Drawing near God in humble submission will guard against a destructive, sinful life.

I’ve referenced Solomon’s wisdom many times during this study and plan to do so again today. However, instead of looking at the Proverbs, I want to reflect on a bit of wisdom in Ecclesiastes. Many commentators have suggested that Proverbs was written in the early and middle parts of King Solomon’s life… almost as if he were recording the wisdom God was revealing to him in real-time. Ecclesiastes, however, was written from the vantage point of an older man reflecting on what he has learned over the course of his entire life and providing his deeper contemplations. That seems to fit what he writes in chapter three:

Ecclesiastes 3:1–8 ESV

For everything there is a season, and a time for every matter under heaven: a time to be born, and a time to die; a time to plant, and a time to pluck up what is planted; a time to kill, and a time to heal; a time to break down, and a time to build up; a time to weep, and a time to laugh; a time to mourn, and a time to dance; a time to cast away stones, and a time to gather stones together; a time to embrace, and a time to refrain from embracing; a time to seek, and a time to lose; a time to keep, and a time to cast away; a time to tear, and a time to sew; a time to keep silence, and a time to speak; a time to love, and a time to hate; a time for war, and a time for peace.

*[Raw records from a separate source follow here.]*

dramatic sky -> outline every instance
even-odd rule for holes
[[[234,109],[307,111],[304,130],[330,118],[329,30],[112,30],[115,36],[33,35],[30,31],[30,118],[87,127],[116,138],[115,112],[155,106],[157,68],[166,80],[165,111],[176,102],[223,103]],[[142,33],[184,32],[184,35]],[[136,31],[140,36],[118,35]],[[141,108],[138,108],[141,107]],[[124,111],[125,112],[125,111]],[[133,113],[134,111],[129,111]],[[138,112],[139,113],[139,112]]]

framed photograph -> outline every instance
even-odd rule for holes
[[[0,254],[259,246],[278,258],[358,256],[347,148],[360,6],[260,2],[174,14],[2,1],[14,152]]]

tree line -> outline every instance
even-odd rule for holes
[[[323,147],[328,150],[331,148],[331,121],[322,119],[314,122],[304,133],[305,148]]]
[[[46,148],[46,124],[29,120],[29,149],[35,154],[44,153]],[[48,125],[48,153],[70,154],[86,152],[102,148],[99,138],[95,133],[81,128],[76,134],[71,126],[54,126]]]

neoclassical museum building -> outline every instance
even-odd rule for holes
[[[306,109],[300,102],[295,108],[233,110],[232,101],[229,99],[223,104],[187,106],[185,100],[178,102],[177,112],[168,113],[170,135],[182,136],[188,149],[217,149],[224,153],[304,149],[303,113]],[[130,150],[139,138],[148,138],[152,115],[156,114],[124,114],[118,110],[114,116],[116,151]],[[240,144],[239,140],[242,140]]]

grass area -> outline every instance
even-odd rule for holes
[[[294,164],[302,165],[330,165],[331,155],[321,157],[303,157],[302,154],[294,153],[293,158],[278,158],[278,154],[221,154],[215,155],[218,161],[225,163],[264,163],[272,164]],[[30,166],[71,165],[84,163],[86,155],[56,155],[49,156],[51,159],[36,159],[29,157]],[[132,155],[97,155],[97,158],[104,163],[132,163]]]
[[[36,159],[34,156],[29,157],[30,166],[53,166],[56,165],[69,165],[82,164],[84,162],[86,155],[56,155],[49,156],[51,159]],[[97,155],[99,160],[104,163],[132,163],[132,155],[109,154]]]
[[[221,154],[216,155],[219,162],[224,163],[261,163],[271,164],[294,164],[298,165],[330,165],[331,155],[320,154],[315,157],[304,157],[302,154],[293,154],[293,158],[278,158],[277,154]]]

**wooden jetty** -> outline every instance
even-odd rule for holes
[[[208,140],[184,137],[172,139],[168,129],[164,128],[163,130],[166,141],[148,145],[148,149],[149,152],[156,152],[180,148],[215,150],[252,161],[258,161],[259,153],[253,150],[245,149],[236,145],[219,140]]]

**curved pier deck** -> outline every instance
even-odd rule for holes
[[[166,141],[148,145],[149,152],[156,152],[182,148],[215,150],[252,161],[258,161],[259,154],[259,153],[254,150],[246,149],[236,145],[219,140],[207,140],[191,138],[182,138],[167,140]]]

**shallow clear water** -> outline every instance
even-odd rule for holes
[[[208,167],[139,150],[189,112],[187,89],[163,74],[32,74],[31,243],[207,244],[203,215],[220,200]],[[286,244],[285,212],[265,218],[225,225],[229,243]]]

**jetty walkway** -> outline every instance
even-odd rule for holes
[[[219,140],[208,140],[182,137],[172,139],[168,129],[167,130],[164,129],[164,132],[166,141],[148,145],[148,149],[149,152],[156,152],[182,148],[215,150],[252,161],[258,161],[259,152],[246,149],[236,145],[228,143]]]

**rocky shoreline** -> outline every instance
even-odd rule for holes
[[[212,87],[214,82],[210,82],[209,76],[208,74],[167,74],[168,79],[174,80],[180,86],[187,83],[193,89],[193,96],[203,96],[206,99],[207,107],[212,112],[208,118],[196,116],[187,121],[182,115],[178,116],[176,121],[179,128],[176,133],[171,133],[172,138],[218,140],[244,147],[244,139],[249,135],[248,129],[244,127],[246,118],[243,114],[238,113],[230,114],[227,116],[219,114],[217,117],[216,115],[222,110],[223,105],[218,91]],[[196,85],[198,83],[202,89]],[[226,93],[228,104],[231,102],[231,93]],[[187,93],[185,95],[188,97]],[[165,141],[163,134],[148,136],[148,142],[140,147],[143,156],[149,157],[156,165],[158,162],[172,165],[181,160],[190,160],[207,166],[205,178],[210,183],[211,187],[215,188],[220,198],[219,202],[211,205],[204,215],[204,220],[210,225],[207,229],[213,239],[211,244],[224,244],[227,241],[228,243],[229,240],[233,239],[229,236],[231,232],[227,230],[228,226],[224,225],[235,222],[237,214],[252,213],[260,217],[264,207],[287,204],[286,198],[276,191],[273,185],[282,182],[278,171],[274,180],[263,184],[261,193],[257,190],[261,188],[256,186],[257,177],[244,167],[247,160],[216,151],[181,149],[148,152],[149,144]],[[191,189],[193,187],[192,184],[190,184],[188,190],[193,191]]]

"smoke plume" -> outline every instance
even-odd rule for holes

The time that we now find ourselves investigating is a time of humble repentance since James has just admonished us as being adulterous spouses who have sought out the world as our companion and significant other. Though the infant church was growing quickly, she had a lot of lessons to learn as she learned to stand and walk on her own. James has addressed many of these issues over the past few weeks. Now, he will tell them (and us) how to avoid them in the future.

As we begin, let me ask you a question: Do you want to know how to live so that you don’t constantly stumble? Do you want to maintain a faithful and loving relationship with God with minimal fallout? If your answer is yes, then take some paper and take notes.

Passage

James 4:7–12 CSB

Therefore, submit to God. Resist the devil, and he will flee from you. Draw near to God, and he will draw near to you. Cleanse your hands, sinners, and purify your hearts, you double-minded. Be miserable and mourn and weep. Let your laughter be turned to mourning and your joy to gloom. Humble yourselves before the Lord, and he will exalt you.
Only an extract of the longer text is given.